For all the extracted A-scan features, an intermediate feature matrix was built [43], and four statistics (mean, STD, minimum, and maximum) were calculated among all A-scan lines in the down-sampled B-scan images. In the proposed model, we extracted a total of 116 A-scan features. ((7 global features + 15 short-range features + 7 peak-valley features) $\times$ 4 statistics).

2.5.2 Texture features

Representing the local variations in one small region of an image, texture is a powerful quantify metric for image analysis. Here, a statistical texture analysis technique based on a gray-level co-occurrence matrix (GLCM) method was implemented for texture features extraction [44]. For L uniform gray levels, GLCM is based on the estimation of the second order joint conditional probability density function, $f(i,j|d,\theta )$, which means the probability of a pixel with a gray-level value i being d pixels away from a pixel with a gray-level value j in the $\theta$ direction. In our study, we first scaled image data to eight uniform levels, then let d = 1, 2, 4, and 6, and $\theta$ = 0, 45, and 90 deg. Therefore, for a given distance d, an 8 $\times$ 8 matrix, $s_{\theta }(i,j|d)$ was calculated from $f(i,j|d,\theta )$ for different $\theta$. For each combination of d and $\theta$, two features, energy and entropy, were calculated as per Eq. (8) and Eq. (9) [44],

$$energy=\sum_{i=0}^{L-1}\sum_{i=0}^{L-1}s_{\theta }(i,j|d)^{2},$$
$$entropy=\sum_{i=0}^{L-1}\sum_{i=0}^{L-1}s_{\theta }(i,j|d)\textrm{log}[s_{\theta }(i,j|d)],$$
where $s_{\theta }(i,j|d)$ is the $(i,j)$th element of the GLCM for distance d, contributing to a total of 24 features for 3 directions with 4 different distances.

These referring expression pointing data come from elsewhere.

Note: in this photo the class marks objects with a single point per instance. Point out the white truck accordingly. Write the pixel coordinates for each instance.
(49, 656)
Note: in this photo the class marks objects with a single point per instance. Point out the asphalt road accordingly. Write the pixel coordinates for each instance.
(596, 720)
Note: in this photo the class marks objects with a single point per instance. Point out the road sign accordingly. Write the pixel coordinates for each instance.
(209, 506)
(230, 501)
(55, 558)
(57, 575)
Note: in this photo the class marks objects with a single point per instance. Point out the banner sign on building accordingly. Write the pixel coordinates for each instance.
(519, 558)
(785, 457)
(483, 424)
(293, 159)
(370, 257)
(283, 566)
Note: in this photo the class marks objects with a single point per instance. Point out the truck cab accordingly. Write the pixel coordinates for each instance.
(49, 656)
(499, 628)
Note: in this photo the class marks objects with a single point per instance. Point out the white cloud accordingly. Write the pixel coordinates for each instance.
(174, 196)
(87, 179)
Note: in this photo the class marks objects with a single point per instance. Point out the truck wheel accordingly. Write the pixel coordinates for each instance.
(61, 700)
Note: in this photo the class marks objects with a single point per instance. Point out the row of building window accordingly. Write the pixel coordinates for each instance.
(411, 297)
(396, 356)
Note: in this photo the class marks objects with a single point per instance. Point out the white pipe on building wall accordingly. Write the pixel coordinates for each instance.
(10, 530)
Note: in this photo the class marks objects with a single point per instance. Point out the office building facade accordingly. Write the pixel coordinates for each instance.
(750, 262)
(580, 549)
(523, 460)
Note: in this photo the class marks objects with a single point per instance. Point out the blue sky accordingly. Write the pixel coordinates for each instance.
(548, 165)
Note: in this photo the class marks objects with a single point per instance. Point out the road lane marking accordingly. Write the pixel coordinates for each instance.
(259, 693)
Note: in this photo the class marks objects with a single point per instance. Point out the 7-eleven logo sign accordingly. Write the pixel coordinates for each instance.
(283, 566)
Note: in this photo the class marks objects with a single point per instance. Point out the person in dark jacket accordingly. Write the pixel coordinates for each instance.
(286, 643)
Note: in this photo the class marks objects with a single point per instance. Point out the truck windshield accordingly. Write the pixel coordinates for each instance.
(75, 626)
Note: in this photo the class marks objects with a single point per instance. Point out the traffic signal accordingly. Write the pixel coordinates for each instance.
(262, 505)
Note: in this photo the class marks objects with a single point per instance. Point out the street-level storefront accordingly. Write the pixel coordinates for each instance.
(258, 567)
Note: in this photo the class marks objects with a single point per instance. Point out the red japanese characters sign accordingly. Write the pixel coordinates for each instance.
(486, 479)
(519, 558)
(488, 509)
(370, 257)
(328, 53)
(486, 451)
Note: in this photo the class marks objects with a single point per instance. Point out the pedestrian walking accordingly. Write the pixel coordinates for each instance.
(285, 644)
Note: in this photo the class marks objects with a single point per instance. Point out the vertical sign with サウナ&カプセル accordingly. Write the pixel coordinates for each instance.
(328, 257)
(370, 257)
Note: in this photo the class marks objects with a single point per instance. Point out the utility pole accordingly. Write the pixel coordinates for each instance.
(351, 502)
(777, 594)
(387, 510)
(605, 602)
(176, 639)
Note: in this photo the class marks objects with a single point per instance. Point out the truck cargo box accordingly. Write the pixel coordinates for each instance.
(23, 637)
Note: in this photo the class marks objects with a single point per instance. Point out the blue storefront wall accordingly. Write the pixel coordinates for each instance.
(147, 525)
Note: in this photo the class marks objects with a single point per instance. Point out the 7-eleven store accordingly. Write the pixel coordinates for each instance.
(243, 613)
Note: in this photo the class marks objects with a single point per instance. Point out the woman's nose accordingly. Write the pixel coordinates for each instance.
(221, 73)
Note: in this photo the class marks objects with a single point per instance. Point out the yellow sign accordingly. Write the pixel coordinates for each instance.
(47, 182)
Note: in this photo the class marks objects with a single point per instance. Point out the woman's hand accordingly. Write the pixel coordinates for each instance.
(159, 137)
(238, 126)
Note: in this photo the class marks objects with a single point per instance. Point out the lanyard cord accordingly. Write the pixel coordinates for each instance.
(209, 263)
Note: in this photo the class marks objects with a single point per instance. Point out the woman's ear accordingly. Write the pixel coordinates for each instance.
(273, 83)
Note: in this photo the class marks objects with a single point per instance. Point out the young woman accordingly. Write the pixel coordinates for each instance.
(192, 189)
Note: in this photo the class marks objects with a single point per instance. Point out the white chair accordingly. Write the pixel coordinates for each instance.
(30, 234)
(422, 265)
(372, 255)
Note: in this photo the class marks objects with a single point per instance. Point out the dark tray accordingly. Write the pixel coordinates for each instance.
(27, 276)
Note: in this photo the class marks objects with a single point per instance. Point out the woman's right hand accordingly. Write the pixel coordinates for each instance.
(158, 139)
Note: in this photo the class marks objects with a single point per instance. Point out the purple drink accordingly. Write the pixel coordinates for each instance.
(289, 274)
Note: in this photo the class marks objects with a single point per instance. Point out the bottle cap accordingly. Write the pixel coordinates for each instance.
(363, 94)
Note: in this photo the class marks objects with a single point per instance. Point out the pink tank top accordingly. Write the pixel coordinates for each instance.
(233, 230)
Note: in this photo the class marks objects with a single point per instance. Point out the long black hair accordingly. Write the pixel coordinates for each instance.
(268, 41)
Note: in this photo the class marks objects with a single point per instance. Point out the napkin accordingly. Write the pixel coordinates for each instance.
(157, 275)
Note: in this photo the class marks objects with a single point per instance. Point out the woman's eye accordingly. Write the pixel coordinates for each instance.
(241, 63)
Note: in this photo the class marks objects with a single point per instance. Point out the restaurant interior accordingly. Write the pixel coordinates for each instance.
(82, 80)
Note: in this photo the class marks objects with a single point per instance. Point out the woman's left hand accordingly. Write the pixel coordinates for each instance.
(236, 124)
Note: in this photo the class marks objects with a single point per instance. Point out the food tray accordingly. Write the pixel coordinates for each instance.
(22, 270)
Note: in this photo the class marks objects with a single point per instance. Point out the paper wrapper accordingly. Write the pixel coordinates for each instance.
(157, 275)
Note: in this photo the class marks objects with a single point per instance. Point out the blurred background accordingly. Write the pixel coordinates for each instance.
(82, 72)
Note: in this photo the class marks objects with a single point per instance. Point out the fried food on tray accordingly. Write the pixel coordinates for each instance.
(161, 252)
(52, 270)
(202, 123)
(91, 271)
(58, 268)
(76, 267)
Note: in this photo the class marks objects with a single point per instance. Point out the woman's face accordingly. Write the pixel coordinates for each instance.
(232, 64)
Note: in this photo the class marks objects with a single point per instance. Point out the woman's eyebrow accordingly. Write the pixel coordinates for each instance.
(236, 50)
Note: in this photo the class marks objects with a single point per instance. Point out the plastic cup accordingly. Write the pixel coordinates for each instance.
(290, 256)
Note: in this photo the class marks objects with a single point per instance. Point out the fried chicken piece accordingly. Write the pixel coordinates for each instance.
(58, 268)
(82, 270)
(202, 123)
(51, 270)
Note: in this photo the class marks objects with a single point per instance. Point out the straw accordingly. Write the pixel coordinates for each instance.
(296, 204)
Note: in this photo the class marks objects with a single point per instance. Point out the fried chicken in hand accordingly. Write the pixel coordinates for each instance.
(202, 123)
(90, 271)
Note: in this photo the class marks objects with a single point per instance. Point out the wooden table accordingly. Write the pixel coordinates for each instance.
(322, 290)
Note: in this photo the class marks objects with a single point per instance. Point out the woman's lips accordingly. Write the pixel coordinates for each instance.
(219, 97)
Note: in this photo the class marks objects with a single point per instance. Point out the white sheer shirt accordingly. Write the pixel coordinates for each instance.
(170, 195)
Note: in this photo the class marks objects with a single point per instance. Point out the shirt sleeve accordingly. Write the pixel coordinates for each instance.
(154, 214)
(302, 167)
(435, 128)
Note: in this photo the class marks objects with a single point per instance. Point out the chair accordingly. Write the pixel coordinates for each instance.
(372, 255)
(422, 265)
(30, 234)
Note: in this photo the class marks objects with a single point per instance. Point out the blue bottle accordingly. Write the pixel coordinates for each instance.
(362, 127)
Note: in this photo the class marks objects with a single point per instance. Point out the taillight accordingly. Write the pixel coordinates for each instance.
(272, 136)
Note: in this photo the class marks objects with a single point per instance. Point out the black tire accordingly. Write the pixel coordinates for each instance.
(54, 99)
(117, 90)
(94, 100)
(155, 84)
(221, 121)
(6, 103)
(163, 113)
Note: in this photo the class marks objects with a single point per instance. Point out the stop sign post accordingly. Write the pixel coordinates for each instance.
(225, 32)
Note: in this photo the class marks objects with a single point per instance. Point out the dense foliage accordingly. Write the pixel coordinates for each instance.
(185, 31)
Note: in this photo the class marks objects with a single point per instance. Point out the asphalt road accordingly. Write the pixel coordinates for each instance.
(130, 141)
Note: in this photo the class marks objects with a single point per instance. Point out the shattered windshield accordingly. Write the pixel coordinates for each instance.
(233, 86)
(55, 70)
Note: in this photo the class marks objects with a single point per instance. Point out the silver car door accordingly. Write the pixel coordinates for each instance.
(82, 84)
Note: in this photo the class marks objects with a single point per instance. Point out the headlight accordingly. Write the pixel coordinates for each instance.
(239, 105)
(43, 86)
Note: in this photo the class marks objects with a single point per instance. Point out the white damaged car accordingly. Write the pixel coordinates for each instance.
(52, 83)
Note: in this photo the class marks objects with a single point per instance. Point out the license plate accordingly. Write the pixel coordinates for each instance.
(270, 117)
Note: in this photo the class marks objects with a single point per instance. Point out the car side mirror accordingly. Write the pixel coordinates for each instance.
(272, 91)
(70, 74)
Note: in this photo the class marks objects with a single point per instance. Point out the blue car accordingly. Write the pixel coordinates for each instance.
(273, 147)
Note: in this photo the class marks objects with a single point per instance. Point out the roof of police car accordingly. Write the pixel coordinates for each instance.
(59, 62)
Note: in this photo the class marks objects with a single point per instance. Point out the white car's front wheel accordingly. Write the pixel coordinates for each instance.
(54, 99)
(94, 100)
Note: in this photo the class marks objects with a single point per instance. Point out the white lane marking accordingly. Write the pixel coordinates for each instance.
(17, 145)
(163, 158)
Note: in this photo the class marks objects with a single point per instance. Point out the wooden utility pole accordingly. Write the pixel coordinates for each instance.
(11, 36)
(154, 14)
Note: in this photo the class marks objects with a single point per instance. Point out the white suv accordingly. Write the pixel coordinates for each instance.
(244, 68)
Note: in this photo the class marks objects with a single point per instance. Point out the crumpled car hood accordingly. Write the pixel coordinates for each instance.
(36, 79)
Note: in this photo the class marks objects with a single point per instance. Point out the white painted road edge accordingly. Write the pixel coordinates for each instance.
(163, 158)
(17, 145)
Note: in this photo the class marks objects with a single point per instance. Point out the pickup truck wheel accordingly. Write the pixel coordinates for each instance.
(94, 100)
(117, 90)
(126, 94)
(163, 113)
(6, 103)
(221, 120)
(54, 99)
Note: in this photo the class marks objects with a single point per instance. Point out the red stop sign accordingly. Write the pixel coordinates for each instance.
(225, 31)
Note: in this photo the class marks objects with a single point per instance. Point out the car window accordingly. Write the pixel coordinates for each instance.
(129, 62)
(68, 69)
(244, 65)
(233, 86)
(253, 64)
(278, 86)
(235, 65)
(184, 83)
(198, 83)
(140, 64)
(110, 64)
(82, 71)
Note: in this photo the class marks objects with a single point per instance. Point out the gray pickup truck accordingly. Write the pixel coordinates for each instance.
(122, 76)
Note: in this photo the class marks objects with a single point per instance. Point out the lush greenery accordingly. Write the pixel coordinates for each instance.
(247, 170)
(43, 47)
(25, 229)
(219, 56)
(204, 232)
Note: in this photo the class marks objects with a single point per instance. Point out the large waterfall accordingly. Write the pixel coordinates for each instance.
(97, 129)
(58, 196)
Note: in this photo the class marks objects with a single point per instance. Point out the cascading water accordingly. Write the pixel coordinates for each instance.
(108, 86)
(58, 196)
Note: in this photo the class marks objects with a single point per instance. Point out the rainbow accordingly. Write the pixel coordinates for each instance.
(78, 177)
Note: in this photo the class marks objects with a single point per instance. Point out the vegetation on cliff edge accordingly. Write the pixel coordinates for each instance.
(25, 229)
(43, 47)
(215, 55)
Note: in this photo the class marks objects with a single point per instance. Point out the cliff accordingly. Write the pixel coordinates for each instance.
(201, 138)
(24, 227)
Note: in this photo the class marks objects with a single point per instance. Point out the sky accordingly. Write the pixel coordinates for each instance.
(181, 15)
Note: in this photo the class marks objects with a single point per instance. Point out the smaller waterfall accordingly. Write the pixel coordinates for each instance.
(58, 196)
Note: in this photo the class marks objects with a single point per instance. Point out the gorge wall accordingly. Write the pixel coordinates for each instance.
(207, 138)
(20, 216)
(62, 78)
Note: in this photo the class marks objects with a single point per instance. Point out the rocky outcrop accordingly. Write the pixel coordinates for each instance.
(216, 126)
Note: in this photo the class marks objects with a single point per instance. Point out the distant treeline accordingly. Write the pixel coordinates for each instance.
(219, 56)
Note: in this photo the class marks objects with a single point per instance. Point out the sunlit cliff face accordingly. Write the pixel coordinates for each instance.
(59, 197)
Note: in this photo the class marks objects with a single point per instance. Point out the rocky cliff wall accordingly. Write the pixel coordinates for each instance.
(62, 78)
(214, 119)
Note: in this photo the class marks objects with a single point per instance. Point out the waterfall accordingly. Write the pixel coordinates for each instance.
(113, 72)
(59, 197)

2.5.3 Morphological features

Morphological analysis of OCT images has been reported in the discrimination of freshly-excised specimens of gastrointestinal tissue [45]. Region segmentation was first achieved by a k-means method [46], which partitioned the observation of the image data into k clusters. Typically, three steps were involved in the k-means method. An initial k cluster centroid was first chosen, followed by computation of point-to-cluster distances of all observations, and moving each observation to the closest cluster, finally, the average of the observations in each cluster was recalculated to obtain new k centroid locations. This process was repeated until cluster assignments did not change. In this study, all 5 metrics data for one B-scan were segmented into two to four clusters, which meant that the k-means method was performed three times and in total, 9 regions were obtained. Six features were then extracted per region, as follows:

$$mean=\overline{M}=\frac{1}{N}\sum_{i=1}^{N}M_{i},$$
$$normalized\: mean: \overline{M_{N}}=\frac{\overline{M}-\textrm{min}(M)}{\textrm{max}(M)-\textrm{min}(M)},$$
$$absolute\: deviation:\Delta M=\sum_{i=1}^{N}\left | M_{i} -\overline{M}\right |,$$
$$STD:\sigma _{M}=(\frac{1}{N}\sum_{i=1}^{N}(M_{i}-\overline{M})^{2})^{\frac{1}{2}},$$
$$skewness:S_{M}=\frac{\frac{1}{N}\sum_{i=1}^{N}(M_{i}-\overline{M})^{3}}{\sigma _{M}^{3}},$$
$$kurtosis:K_{M}=\frac{\frac{1}{N}\sum_{i=1}^{N}(M_{i}-\overline{M})^{4}}{\sigma _{M}^{4}}.$$

The term $M_i$ is the specific metric value of a pixel within the region and N is the number of pixels of the region. Accordingly, the total number of morphological features is 54 (9 regions times 6 features) for each metric image data.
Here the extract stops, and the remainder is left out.